Contrairement à son discours de défense des ménages modestes, notamment « en contexte électoral », les députés du RN soutiennent principalement les intérêts des multipropriétaires, qui ont un rôle central dans la hausse du coût du logement et dans les dynamiques spéculatives actuelles.
Le RN a notamment voté contre la proposition de loi de 2024, visant à aligner la fiscalité des meublés de tourisme sur celles des locations classiques, et conditionné la mise en location à un diagnostic de performance énergétique. De même, ses élus se sont positionnés systématiquement pour une diminution des droits de succession, qui favorise la transmission d’héritage des plus aisés et réduit d’autant les recettes de l’État, tandis que 87 % des ménages transmettent moins de 100 000 euros d’héritage à leurs enfants et qu’à l’inverse, 3,5 % des plus riches possèdent plus de 50 % du parc locatif privé. Seuls ces derniers seront largement favorisés par ces mesures.

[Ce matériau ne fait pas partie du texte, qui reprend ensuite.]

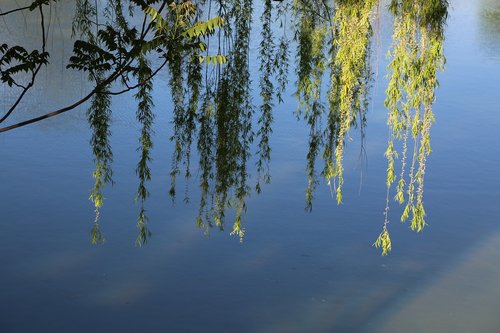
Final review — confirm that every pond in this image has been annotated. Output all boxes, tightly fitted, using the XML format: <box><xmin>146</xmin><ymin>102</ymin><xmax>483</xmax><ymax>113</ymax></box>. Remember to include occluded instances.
<box><xmin>0</xmin><ymin>0</ymin><xmax>500</xmax><ymax>333</ymax></box>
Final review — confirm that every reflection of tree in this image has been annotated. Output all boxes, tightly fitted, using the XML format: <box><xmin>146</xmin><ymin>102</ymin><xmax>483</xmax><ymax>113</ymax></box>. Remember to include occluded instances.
<box><xmin>375</xmin><ymin>0</ymin><xmax>448</xmax><ymax>254</ymax></box>
<box><xmin>0</xmin><ymin>0</ymin><xmax>447</xmax><ymax>254</ymax></box>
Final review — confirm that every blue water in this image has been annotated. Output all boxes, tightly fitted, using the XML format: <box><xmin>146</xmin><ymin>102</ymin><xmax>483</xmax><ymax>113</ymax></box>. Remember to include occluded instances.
<box><xmin>0</xmin><ymin>0</ymin><xmax>500</xmax><ymax>332</ymax></box>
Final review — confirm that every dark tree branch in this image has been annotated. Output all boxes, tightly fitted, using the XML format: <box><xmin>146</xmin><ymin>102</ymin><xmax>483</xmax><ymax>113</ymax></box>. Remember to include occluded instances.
<box><xmin>106</xmin><ymin>59</ymin><xmax>168</xmax><ymax>96</ymax></box>
<box><xmin>0</xmin><ymin>5</ymin><xmax>47</xmax><ymax>124</ymax></box>
<box><xmin>0</xmin><ymin>5</ymin><xmax>31</xmax><ymax>16</ymax></box>
<box><xmin>0</xmin><ymin>1</ymin><xmax>167</xmax><ymax>133</ymax></box>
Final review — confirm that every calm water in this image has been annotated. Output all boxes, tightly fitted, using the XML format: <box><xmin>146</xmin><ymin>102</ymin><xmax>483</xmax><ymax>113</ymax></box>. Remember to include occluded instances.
<box><xmin>0</xmin><ymin>0</ymin><xmax>500</xmax><ymax>332</ymax></box>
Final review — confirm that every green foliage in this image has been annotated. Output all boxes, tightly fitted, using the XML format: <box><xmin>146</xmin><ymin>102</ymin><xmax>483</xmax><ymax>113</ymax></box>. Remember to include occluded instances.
<box><xmin>382</xmin><ymin>0</ymin><xmax>448</xmax><ymax>253</ymax></box>
<box><xmin>0</xmin><ymin>0</ymin><xmax>448</xmax><ymax>255</ymax></box>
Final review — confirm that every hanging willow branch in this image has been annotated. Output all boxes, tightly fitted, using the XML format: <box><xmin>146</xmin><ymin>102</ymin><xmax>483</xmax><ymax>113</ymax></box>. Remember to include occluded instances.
<box><xmin>374</xmin><ymin>0</ymin><xmax>448</xmax><ymax>255</ymax></box>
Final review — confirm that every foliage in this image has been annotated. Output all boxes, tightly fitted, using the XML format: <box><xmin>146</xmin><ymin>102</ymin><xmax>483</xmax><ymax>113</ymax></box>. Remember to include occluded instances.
<box><xmin>0</xmin><ymin>0</ymin><xmax>448</xmax><ymax>255</ymax></box>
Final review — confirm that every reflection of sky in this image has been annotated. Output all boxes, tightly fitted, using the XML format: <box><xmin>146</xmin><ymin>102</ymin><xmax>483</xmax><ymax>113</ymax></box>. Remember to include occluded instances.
<box><xmin>478</xmin><ymin>0</ymin><xmax>500</xmax><ymax>61</ymax></box>
<box><xmin>0</xmin><ymin>0</ymin><xmax>500</xmax><ymax>333</ymax></box>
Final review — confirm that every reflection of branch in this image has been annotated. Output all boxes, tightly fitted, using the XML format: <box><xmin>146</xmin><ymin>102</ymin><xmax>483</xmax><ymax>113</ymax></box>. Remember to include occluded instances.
<box><xmin>0</xmin><ymin>5</ymin><xmax>46</xmax><ymax>124</ymax></box>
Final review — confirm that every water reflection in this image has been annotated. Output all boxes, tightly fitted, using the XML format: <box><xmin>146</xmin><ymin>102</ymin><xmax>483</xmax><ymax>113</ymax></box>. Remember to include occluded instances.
<box><xmin>2</xmin><ymin>0</ymin><xmax>448</xmax><ymax>254</ymax></box>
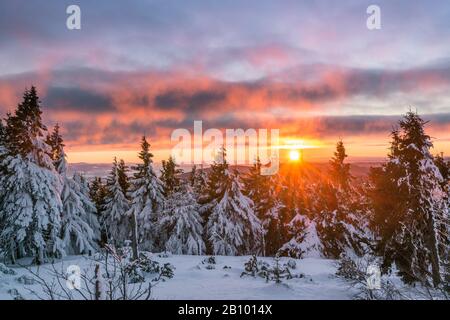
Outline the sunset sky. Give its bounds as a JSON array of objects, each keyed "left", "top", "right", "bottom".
[{"left": 0, "top": 0, "right": 450, "bottom": 163}]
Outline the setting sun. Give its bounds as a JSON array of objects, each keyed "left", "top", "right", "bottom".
[{"left": 289, "top": 150, "right": 300, "bottom": 161}]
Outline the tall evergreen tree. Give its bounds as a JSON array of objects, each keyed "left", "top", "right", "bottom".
[
  {"left": 206, "top": 148, "right": 263, "bottom": 255},
  {"left": 161, "top": 157, "right": 183, "bottom": 196},
  {"left": 47, "top": 125, "right": 99, "bottom": 254},
  {"left": 0, "top": 87, "right": 64, "bottom": 264},
  {"left": 160, "top": 185, "right": 206, "bottom": 255},
  {"left": 189, "top": 165, "right": 207, "bottom": 199},
  {"left": 101, "top": 158, "right": 130, "bottom": 246},
  {"left": 89, "top": 177, "right": 108, "bottom": 246},
  {"left": 330, "top": 140, "right": 353, "bottom": 190},
  {"left": 371, "top": 112, "right": 449, "bottom": 286},
  {"left": 315, "top": 140, "right": 369, "bottom": 258},
  {"left": 243, "top": 158, "right": 284, "bottom": 255},
  {"left": 127, "top": 137, "right": 164, "bottom": 254}
]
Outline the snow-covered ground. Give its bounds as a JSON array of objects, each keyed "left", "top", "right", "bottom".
[{"left": 0, "top": 255, "right": 353, "bottom": 300}]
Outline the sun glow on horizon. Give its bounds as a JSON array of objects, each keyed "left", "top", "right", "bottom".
[{"left": 289, "top": 149, "right": 301, "bottom": 161}]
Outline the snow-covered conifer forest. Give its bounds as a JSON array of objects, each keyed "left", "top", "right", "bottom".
[{"left": 0, "top": 87, "right": 450, "bottom": 300}]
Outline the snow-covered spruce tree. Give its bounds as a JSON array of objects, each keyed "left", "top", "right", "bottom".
[
  {"left": 47, "top": 126, "right": 99, "bottom": 254},
  {"left": 160, "top": 157, "right": 183, "bottom": 196},
  {"left": 278, "top": 213, "right": 323, "bottom": 259},
  {"left": 371, "top": 112, "right": 449, "bottom": 286},
  {"left": 243, "top": 158, "right": 283, "bottom": 256},
  {"left": 72, "top": 172, "right": 101, "bottom": 240},
  {"left": 315, "top": 141, "right": 368, "bottom": 258},
  {"left": 127, "top": 136, "right": 164, "bottom": 254},
  {"left": 206, "top": 148, "right": 263, "bottom": 256},
  {"left": 0, "top": 119, "right": 7, "bottom": 242},
  {"left": 160, "top": 184, "right": 206, "bottom": 255},
  {"left": 101, "top": 158, "right": 130, "bottom": 246},
  {"left": 89, "top": 177, "right": 108, "bottom": 246},
  {"left": 189, "top": 165, "right": 207, "bottom": 199},
  {"left": 0, "top": 87, "right": 64, "bottom": 264},
  {"left": 274, "top": 164, "right": 312, "bottom": 258}
]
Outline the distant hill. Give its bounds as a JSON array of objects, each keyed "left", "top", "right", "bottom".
[{"left": 69, "top": 162, "right": 380, "bottom": 179}]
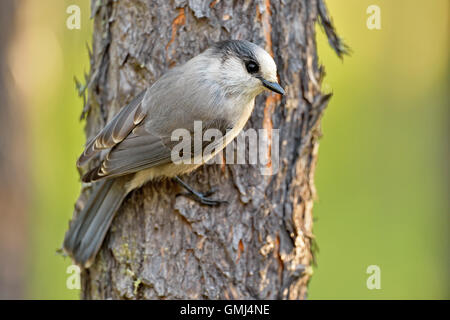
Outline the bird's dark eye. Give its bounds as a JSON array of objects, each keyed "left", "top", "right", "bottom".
[{"left": 245, "top": 61, "right": 259, "bottom": 73}]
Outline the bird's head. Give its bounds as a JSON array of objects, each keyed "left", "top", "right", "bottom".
[{"left": 208, "top": 40, "right": 284, "bottom": 97}]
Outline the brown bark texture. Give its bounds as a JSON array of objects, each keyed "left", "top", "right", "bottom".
[{"left": 78, "top": 0, "right": 345, "bottom": 299}]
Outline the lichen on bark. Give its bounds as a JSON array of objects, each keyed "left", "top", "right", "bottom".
[{"left": 79, "top": 0, "right": 345, "bottom": 299}]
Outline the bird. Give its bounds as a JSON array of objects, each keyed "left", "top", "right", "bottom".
[{"left": 63, "top": 40, "right": 285, "bottom": 268}]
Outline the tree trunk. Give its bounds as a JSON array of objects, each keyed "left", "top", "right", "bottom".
[{"left": 79, "top": 0, "right": 343, "bottom": 299}]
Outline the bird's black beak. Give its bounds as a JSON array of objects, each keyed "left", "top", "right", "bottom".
[{"left": 261, "top": 79, "right": 284, "bottom": 95}]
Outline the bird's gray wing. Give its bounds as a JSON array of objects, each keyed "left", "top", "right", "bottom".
[
  {"left": 82, "top": 114, "right": 229, "bottom": 182},
  {"left": 77, "top": 90, "right": 146, "bottom": 167}
]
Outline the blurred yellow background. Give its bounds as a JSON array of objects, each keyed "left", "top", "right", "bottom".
[{"left": 0, "top": 0, "right": 450, "bottom": 299}]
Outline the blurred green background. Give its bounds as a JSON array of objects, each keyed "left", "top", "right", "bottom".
[{"left": 5, "top": 0, "right": 450, "bottom": 299}]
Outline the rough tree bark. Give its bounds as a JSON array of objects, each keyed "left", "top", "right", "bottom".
[{"left": 78, "top": 0, "right": 344, "bottom": 299}]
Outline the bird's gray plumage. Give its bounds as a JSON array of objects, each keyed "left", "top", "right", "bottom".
[{"left": 64, "top": 40, "right": 282, "bottom": 267}]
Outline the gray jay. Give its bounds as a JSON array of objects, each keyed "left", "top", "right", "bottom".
[{"left": 63, "top": 40, "right": 284, "bottom": 268}]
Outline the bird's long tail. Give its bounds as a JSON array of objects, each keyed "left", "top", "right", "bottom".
[{"left": 63, "top": 178, "right": 127, "bottom": 268}]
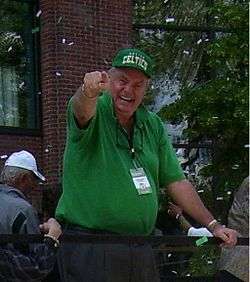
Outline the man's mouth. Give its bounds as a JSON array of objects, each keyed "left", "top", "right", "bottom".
[{"left": 120, "top": 96, "right": 133, "bottom": 102}]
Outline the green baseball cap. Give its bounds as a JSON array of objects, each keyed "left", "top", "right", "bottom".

Parmi les autres mesures proposées, figure la suppression des obligations imposées aux propriétaires de passoires énergétiques pour améliorer l’isolation, nécessaire pour réduire les factures énergétiques des locataires, qui vont à la hausse.

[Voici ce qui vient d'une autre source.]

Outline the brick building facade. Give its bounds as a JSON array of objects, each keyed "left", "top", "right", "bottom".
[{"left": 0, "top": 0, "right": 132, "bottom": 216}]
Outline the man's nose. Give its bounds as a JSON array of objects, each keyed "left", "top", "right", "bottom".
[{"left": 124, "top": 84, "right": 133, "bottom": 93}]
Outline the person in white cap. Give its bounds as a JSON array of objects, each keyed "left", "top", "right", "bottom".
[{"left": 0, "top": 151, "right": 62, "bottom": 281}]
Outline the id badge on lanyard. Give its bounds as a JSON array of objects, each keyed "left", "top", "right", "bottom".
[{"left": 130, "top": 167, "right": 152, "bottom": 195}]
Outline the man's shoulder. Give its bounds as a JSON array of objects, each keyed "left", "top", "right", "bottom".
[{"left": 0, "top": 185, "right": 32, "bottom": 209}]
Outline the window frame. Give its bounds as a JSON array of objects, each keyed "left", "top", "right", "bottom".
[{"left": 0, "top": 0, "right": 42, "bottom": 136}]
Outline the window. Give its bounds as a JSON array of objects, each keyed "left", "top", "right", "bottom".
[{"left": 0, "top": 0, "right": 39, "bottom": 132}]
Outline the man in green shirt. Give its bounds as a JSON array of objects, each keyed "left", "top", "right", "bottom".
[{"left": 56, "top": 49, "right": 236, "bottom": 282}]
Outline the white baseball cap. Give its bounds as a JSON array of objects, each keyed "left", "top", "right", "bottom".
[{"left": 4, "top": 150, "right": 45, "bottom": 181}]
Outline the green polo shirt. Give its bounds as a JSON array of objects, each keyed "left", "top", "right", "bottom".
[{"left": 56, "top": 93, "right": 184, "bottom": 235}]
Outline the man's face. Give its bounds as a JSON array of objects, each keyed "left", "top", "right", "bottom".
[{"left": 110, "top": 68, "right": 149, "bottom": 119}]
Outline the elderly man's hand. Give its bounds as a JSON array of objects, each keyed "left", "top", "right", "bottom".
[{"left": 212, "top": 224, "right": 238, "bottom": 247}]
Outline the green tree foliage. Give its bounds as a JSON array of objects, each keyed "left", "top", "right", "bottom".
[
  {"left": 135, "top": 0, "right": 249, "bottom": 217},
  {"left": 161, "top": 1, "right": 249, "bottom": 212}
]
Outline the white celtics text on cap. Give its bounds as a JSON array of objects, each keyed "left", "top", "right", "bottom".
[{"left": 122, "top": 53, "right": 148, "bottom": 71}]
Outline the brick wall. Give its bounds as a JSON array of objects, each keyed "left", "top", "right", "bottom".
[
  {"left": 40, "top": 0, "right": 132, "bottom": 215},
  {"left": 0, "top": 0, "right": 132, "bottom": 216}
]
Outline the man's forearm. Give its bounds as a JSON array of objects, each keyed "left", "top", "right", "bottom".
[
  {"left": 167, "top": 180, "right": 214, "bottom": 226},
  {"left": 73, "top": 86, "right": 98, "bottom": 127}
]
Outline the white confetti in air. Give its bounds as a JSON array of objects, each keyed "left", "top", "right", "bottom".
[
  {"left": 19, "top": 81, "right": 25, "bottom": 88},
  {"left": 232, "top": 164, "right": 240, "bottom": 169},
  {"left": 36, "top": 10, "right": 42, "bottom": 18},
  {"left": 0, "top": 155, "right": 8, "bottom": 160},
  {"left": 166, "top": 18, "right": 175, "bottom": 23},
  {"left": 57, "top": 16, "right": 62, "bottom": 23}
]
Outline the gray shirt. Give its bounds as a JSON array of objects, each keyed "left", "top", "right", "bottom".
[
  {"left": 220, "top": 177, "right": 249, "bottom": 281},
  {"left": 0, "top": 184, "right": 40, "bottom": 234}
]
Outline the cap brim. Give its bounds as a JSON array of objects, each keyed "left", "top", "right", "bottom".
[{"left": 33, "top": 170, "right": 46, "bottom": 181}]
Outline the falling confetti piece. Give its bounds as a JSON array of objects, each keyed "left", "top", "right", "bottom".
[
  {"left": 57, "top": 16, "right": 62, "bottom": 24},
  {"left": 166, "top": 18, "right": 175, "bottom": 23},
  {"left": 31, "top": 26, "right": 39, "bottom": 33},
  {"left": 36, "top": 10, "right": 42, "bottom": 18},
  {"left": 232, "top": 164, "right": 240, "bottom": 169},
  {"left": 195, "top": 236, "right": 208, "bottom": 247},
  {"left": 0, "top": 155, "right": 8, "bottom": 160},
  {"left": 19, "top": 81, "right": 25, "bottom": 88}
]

Cette orientation neutraliserait les effets positifs attendus d’une éventuelle baisse de la fiscalité sur l’énergie, autre promesse de son programme et pénaliserait l’ensemble des locataires du parc privé, soit 7,5 millions de ménages en 2021.
Le RN s’oppose également à l’exercice de la solidarité nationale en matière de logement. Ses élus souhaitent démanteler la loi Solidarité Renouvellement Urbain (SRU), notamment en exemptant les villes de moins de 75 000 habitants de leur obligation de construction de logements sociaux.
Des villes comme Neuilly-sur-Seine (60 000 habitants), pourront continuer à exclure les plus pauvres, en toute impunité, alors même que près de 70 % des ménages français sont éligibles au logement social.
De manière plus générale, le RN entend affaiblir la part du parc HLM en encourageant la vente annuelle de 1 % des 5 millions de logements sociaux. Ces acquisitions sont hors de portée financière des ménages modestes, qui ne pourraient en assurer ensuite l’entretien, et conduiraient à terme, à une concentration des ménages les plus pauvres, tout en ouvrant la voie à une privatisation massive au profit de fonds d’investissement spéculatifs.
Punir les pauvres et réprimer les quartiers populaires : une politique d’injustice et de désordre
Les positions du RN en matière de logement sont favorables aux mesures répressives à l’encontre des plus pauvres. Les élus RN ont voté la loi Kasbarian-Berger du 27 juillet 2023, qui réduit les droits des locataires et souhaite accélérer les procédures d’expulsions, alors même qu’elle est dénoncée par la Défenseuse des droits et l’ONU.
Ils manifestent leur volonté de réduire les politiques à destination des quartiers prioritaires, alors même qu’ils pâtissent d’un déséquilibre chronique d’investissements publics, dans la santé, l’école, les transports.
Les propositions de couvre-feu pour les mineurs, de déploiement des forces armées pour assurer l’ordre, de suppression des allocations, voire de retrait de leur logement aux familles de mineurs délinquants, constituent leur unique réponse aux dynamiques de ségrégation et d’inégalités, ou aux relations problématiques entre police et population, à défaut d’investissements publics et de courage politique.
Ces solutions « sécuritaires et répressives » du RN, loin de résoudre les problématiques de violence et d’illégalismes, attisent les antagonismes artificiels, faisant peser un risque majeur sur la cohésion sociale et la paix civile.
Cet inventaire, non exhaustif, permet de mesurer à quel point les annonces du RN se nourrissent des effets des politiques néolibérales de ces dernières années, qui ont fortement contribué à la marchandisation du logement à des fins spéculatives.
Les réponses néolibérales et autoritaires de l’extrême droite amplifieraient, les mécanismes d’accumulation et les inégalités structurelles à l’origine même de la crise actuelle.